Senior Wednesday: 20th Century Immigration and the First Red Scare
Wednesday, March 5, 2025 | 1:30 PM – 2:30 PM
Tickets: $4 +tax, FREE for Museum Members
Join us every first Wednesday at 1:30 PM for Senior Wednesday at the Museum of World Treasures!
Watch This Event Live Online
Tune in live or watch the recording afterwards.
Event Details
- Date: Wednesday, March 5 at 1:30 PM
- Time: 1:30 PM
- Location: Museum of World Treasures [Get Directions]
Cost
- Museum Members: Free
- Non-Members: $4 per person plus tax
Attending Information
- Open to all ages
- No need to register; simply walk in!
- Light refreshments provided.
Talk Summary
Although most people think of the 1950s and McCarthyism when they hear the term “Red Scare,” the United States also experienced a Red Scare after World War I. Under the direction of Attorney General A. Mitchell Palmer, the U.S. government conducted mass raids against radical organizations with the goal of deporting immigrants, especially those from Southern and Eastern Europe.
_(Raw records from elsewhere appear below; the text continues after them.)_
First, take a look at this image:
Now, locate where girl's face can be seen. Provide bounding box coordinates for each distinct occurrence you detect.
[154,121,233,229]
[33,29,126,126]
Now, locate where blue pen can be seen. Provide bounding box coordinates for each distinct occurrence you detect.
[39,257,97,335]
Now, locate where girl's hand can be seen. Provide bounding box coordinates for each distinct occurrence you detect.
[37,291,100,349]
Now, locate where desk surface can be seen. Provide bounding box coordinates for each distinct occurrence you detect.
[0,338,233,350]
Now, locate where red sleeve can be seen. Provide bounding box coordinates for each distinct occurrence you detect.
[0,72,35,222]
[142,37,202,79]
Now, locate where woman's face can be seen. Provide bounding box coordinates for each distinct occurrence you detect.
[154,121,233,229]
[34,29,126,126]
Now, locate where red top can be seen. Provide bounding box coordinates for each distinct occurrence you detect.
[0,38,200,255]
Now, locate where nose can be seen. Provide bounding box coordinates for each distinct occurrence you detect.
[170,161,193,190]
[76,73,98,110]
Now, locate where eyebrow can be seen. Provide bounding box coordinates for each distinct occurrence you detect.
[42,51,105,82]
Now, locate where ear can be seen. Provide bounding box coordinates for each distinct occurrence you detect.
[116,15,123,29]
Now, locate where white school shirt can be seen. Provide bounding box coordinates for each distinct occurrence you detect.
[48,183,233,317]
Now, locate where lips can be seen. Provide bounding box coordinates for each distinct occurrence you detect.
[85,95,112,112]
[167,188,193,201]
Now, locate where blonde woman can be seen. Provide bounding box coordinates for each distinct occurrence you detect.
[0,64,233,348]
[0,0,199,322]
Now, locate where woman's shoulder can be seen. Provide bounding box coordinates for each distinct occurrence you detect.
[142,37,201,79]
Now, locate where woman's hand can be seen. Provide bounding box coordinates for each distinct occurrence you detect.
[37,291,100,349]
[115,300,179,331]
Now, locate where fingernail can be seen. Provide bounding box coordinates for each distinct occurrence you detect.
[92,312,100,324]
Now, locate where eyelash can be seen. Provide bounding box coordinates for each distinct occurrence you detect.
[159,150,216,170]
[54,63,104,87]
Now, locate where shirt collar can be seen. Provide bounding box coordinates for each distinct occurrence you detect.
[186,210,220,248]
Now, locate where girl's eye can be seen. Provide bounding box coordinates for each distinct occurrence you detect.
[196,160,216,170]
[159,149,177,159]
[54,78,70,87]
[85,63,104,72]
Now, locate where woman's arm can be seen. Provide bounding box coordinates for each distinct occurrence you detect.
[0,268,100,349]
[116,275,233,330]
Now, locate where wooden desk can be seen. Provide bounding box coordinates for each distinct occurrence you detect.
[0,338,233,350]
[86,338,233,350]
This talk will examine how immigrants accused of being communists and anarchists joined with progressive American allies to oppose mass deportations in the 1920s.
Speaker Bio
Suzanne Orr is Associate Professor of History at Kansas State University. She received her PhD from the University of Notre Dame, where she studied twentieth-century American history, immigration, and gender. She has published in the Journal of the West and the Journal of American Ethnic History (forthcoming Spring 2025), and previously served as the managing editor of Kansas History: A Journal of the Central Plains. Her first book, The Politics of Asylum: Reds, Refugees, and Humanitarianism, is under contract with University of North Carolina Press.